I don’t even plan on saying the words until they’re out of my mouth. Abby blinks, as if I’ve spit on her, and I know then that I’m right. Abruptly, the flame goes out with a little fizzle and I’m left swallowing the taste of ash. I want to apologize, but I’m not sure how.
The worst is that she doesn’t get angry. She studies her hands in her lap—plump, heart-shaped, and soft, with nails the color of watermelon. I think of kissing them one by one and then shove the image out of my mind. She’s not even my type. She’s not even a lesbian, as far as I know.
“I don’t know how to be anything else,” Abby says, looking up at me again. “I’ve never been anything but too fat.
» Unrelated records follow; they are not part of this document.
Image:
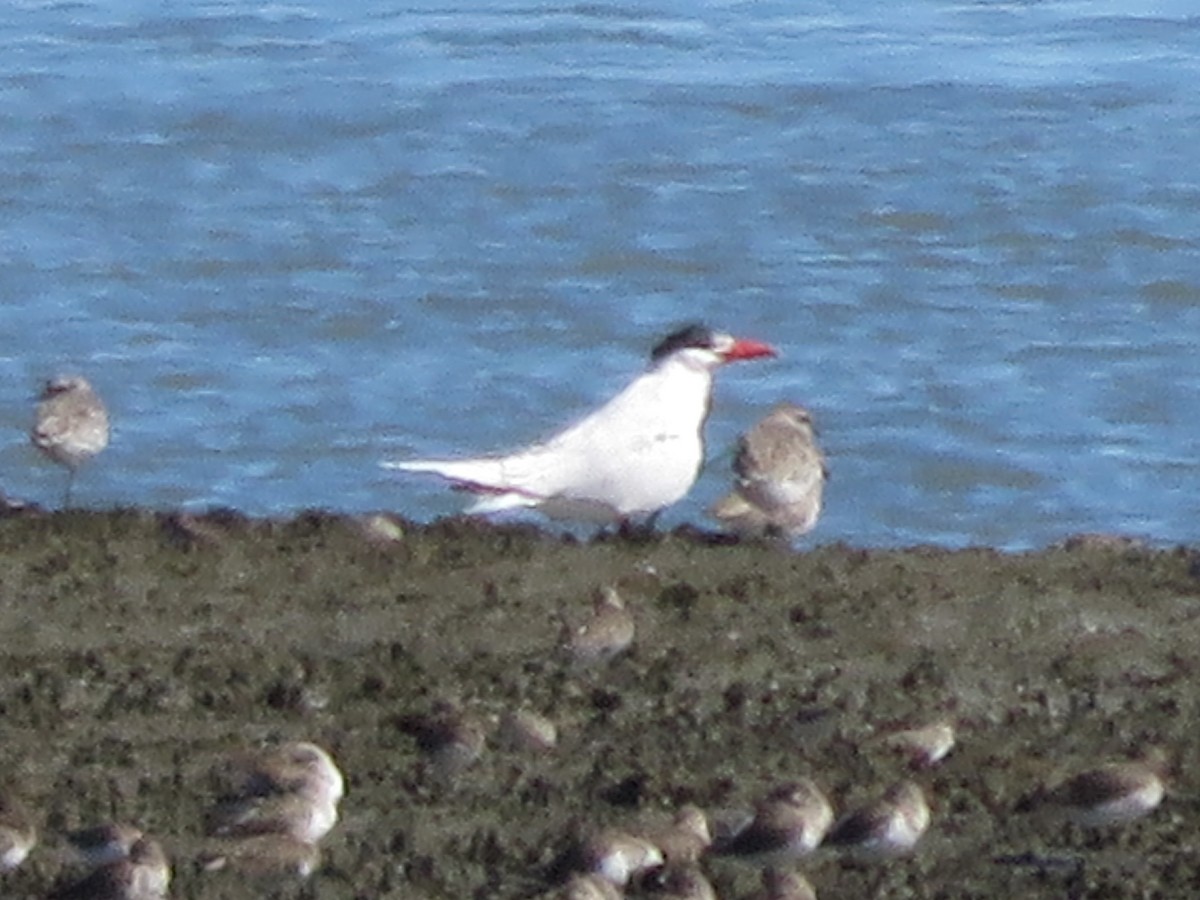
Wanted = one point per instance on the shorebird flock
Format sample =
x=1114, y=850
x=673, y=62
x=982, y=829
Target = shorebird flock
x=274, y=808
x=627, y=461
Ever.”
It isn’t any of my exes that come to mind but Summer, Summer hovering somewhere around the ceiling, maybe exhaled by the pages, her blond hair transformed by the lights into an angel’s halo, but her lips curled back into a sneer. Chubby chaser. Freak parade. Dyke.
“You’re not too fat,” I say. My voice sounds overloud. Like I’m shouting.
And maybe I am, partly. Shouting at Summer to shut
up. To leave me alone. To leave Abby alone.
She isn’t yours to break, Summer.
“You don’t have to say that.” Abby cracks a smile.
“I’m serious,” I say. What’s shocking is that in that moment, I realize I am. “You aren’t too anything. You’re just fine. You’re . . . good.”
Long seconds of silence. Summer, wherever she is, holds her breath. Finally, Abby smiles.
“Wow,” she says. “I guess you’re not a total bitch after all.”
I roll my eyes. Just like that, all the awkwardness between us is gone. “Stop. I’m blushing.”
“Hey, check it out.” She scoots over to me, closing the onetwothreefourfive feet of distance. Leaning forward so our shoulders touch and I get a nice shivery feeling. Like eating ice cream with a really cold spoon. She flips open her notebook and shows me what she’s been working on: a two-columned list, with Return to Lovelorn characters and places in the left-hand column. The right-hand column is mostly empty, except that she’s written football stadium next to arena and Mrs. Marston next to the giantess Marzipan.
“What is it?” I ask.
“I want to keep track of all the real people you guys wrote about,” she says. “The real places, too. Maybe we’ll see a pattern.”
“Some of the characters we didn’t make up,” I say. “Some of them we took from the first book.” I point to Gregor, the thief, and Arandelle, the fairy, and she crosses them off her list.
“What about Brenn, the fierce knight who takes off everyone’s heads in the tournament?” She looks up. All smirk and smile. Lashes midnight-black and lips a vivid bloodred. “Sounds like someone I know.”